Adwait-Joshi-Dataseers

Guest Post: A Data-Centric Approach for Payments

By Adwait Joshi, CEO, Dataseers

In 2017, The Economist reported “The world’s most valuable resource is no longer oil, but data.” Since then we have only added more data to the universe. This statement doesn’t need justification in today’s world as the largest hacks continue to take place in an effort to steal valuable data! On the dark web this data is available for sale, and the more hacks that validate this data the more expensive it becomes.

According to DOMO’s research, “Over 2.5 quintillion bytes of data are created every single day, and it’s only going to grow from there. By 2020, it’s estimated that 1.7MB of data will be created every second for every person on earth.” But what does that mean in terms of Payments? As payments garner innovation and as people start using alternative payment methods, data will continue to generate at a very high velocity, variety, and volume. The payments industry is very different from other industries as it requires that its data be analyzed almost as quickly as it’s generated.  This is due to the fraud and compliance elements directly associated with it.

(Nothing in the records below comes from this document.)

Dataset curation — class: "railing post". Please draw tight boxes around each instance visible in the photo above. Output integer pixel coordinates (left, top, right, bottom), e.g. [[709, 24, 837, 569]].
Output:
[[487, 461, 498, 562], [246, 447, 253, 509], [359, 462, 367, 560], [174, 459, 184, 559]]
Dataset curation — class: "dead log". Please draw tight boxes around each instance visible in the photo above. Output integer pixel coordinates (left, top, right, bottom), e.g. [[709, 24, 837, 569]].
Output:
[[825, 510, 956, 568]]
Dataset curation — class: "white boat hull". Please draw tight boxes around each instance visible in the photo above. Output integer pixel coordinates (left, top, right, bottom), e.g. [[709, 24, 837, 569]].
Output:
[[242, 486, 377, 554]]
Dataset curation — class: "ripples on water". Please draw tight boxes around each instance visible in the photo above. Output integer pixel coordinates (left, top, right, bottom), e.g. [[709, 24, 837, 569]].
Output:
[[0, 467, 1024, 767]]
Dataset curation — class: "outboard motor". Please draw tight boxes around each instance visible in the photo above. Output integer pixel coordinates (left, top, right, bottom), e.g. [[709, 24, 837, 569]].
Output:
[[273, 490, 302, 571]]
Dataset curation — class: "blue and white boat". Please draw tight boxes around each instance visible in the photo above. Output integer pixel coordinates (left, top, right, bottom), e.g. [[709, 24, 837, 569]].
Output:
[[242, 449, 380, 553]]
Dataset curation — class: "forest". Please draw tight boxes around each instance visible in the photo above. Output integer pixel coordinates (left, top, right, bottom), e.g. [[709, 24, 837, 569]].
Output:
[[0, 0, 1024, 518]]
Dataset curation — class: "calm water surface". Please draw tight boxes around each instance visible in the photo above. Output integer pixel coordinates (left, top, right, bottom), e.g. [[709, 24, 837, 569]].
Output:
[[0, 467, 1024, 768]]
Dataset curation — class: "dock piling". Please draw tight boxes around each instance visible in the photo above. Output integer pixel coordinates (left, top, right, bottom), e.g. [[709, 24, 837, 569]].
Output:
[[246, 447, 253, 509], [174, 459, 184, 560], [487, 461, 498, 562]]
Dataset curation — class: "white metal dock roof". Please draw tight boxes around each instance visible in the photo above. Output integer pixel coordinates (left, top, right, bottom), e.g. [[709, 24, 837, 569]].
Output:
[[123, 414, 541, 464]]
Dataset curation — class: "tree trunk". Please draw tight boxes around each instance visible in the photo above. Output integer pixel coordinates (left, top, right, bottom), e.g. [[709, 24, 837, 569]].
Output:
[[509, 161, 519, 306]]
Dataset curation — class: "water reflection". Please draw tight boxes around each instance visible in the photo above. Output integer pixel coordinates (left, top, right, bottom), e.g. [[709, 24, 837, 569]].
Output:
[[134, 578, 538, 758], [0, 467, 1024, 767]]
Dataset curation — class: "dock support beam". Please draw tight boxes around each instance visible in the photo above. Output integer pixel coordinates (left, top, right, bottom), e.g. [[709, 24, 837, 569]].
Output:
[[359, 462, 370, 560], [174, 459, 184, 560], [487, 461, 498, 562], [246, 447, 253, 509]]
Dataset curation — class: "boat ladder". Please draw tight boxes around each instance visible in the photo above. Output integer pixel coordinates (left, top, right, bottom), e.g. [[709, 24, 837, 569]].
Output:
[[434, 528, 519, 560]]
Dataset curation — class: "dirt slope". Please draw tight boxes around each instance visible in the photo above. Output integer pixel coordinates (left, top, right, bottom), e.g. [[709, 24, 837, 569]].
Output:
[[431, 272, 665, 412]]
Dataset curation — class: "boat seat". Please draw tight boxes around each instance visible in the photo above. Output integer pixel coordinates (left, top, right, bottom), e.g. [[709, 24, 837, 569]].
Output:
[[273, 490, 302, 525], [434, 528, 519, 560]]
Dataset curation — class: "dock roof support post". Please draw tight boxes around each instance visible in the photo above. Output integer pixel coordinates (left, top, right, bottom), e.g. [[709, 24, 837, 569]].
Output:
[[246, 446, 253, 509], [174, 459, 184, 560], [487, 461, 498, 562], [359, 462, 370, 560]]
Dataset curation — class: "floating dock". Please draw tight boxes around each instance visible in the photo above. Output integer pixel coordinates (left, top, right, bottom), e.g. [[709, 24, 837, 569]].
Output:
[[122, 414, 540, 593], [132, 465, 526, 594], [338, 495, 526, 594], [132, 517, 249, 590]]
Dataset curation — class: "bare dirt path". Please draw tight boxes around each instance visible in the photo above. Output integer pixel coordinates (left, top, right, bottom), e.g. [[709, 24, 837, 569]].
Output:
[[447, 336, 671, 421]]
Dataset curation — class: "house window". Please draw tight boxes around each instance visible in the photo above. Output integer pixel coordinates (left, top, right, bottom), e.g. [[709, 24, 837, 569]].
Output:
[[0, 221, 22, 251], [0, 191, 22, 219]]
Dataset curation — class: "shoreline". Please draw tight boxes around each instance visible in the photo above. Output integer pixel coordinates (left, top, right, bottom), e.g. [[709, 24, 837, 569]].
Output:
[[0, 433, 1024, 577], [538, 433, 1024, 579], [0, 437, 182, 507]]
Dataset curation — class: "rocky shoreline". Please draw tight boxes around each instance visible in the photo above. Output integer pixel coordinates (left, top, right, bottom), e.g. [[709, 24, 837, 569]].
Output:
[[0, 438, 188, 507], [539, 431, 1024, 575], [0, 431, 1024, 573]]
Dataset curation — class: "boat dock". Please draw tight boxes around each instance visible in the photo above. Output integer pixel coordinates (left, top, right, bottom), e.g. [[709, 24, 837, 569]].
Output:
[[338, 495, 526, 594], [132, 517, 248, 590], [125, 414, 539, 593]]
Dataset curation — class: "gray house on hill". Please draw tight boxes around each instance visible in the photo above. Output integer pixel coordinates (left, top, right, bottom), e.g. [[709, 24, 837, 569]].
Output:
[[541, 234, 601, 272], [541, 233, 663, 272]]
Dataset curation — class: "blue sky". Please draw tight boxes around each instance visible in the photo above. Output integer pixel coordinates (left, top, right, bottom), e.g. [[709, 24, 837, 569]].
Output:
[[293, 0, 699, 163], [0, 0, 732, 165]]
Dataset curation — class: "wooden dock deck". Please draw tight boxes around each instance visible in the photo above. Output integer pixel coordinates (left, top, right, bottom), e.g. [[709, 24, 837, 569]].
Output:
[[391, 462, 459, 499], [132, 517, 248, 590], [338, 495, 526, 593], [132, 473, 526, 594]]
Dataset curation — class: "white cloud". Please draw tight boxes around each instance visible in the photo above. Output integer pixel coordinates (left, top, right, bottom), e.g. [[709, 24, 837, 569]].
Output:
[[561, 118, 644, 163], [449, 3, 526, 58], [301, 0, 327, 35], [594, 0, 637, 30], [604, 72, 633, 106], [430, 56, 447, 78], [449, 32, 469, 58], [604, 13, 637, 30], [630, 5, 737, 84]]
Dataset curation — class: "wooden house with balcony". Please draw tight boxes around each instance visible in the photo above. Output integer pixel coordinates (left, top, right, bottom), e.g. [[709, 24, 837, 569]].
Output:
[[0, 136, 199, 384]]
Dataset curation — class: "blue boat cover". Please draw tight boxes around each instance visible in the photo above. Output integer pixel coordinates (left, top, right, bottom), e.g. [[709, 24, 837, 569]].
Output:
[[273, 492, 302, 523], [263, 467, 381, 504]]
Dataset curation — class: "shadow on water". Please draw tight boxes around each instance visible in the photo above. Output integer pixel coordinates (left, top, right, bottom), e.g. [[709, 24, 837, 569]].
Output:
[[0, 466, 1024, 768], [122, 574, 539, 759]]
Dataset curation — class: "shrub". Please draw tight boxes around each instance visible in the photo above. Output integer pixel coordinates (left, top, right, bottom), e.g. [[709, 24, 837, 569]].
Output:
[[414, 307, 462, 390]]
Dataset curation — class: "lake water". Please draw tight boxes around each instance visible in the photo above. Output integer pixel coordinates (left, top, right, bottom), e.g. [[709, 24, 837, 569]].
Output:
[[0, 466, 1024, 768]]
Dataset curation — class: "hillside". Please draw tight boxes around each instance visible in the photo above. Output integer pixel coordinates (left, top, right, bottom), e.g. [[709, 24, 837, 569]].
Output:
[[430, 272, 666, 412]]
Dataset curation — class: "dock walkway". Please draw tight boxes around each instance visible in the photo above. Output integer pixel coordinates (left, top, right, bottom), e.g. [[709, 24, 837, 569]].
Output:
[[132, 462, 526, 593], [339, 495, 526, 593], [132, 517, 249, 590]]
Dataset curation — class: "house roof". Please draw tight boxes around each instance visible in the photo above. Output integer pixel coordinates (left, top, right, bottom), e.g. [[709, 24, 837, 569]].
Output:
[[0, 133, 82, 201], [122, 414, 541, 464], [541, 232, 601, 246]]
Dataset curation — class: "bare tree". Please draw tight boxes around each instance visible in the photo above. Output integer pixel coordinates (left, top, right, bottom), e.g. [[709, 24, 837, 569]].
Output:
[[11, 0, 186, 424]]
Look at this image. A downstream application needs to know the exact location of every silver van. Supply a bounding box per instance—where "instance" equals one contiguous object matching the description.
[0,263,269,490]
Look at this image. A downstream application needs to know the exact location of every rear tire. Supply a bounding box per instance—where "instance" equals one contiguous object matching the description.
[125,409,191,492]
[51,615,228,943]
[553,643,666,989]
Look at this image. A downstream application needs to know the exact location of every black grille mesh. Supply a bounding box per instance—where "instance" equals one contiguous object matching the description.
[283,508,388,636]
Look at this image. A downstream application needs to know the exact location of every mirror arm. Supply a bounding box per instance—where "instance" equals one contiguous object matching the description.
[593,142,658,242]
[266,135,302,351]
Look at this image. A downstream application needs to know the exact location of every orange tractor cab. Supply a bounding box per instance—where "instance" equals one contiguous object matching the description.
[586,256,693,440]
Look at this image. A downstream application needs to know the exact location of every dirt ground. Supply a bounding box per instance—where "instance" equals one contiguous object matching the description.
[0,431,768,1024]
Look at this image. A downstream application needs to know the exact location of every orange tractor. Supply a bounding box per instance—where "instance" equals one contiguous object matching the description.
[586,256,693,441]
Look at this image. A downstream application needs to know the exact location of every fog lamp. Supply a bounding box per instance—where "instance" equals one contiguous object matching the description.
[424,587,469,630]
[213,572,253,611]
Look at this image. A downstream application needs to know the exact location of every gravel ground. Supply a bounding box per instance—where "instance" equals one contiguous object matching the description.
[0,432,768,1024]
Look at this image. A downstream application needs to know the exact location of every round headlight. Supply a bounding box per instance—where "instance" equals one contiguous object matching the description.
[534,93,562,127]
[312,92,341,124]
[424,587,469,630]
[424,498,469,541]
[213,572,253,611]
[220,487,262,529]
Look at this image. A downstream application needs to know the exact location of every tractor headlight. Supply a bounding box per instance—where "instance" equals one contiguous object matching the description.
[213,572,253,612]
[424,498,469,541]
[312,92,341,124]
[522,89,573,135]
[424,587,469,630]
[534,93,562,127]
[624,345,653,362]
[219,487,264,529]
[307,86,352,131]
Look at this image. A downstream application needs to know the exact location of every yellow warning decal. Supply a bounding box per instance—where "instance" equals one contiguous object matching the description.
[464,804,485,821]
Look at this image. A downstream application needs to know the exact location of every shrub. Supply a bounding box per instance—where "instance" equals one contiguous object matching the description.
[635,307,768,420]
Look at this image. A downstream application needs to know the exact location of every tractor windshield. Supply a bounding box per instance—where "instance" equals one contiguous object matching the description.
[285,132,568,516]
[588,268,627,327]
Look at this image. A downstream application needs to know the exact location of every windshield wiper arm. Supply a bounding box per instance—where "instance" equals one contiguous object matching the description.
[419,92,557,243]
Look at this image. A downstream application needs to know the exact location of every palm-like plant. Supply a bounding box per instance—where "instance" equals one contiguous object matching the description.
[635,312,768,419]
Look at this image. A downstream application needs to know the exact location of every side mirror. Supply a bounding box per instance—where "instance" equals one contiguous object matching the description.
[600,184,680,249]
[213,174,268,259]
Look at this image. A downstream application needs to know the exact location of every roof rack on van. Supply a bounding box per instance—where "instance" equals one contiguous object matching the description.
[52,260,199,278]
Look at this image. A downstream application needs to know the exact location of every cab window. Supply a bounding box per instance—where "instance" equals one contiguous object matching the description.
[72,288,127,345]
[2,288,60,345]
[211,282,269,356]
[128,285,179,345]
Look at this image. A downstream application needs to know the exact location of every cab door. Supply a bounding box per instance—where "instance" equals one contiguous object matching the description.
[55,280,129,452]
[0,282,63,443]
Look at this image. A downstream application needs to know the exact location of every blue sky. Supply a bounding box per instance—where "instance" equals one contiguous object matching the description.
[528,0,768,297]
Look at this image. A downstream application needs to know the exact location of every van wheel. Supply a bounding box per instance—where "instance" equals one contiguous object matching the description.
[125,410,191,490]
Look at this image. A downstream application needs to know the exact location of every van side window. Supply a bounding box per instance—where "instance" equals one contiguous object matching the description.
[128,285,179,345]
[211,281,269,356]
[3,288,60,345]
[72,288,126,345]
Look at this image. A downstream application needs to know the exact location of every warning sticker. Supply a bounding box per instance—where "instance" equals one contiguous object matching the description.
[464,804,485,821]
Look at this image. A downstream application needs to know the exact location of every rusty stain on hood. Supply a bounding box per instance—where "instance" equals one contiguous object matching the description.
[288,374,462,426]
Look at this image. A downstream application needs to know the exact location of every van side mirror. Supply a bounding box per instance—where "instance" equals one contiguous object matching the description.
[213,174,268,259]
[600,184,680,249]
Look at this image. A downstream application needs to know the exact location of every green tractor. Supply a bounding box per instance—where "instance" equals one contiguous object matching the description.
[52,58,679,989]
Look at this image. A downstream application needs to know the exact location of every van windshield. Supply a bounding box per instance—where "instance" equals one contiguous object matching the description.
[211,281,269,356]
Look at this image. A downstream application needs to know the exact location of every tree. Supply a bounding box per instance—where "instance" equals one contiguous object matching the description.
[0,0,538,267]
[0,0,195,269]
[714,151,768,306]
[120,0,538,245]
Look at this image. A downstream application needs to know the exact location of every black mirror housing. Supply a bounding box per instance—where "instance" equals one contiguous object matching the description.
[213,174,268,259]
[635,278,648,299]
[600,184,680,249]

As the reality of real-time settlement looms ahead, this data also needs to be reconciled quickly to aid in better money management. All of these problems are overwhelming hurdles for growing enterprises. Companies and financial institutions are spending millions of dollars trying to make sense of this issue. The problem can be metaphorically compared to a situation where an individual is trapped in quicksand; the more he or she struggles the worse their situation becomes. So, then what is the solution? For that we have to understand a data-driven culture. Often businesses are sales/market driven (which is to be expected), however, data generated is often not considered until it has become a problem. In other words, you find yourself in a predicament too late, struggle, and wind up in over your head – like quicksand. It’s now time to change that Rhetoric.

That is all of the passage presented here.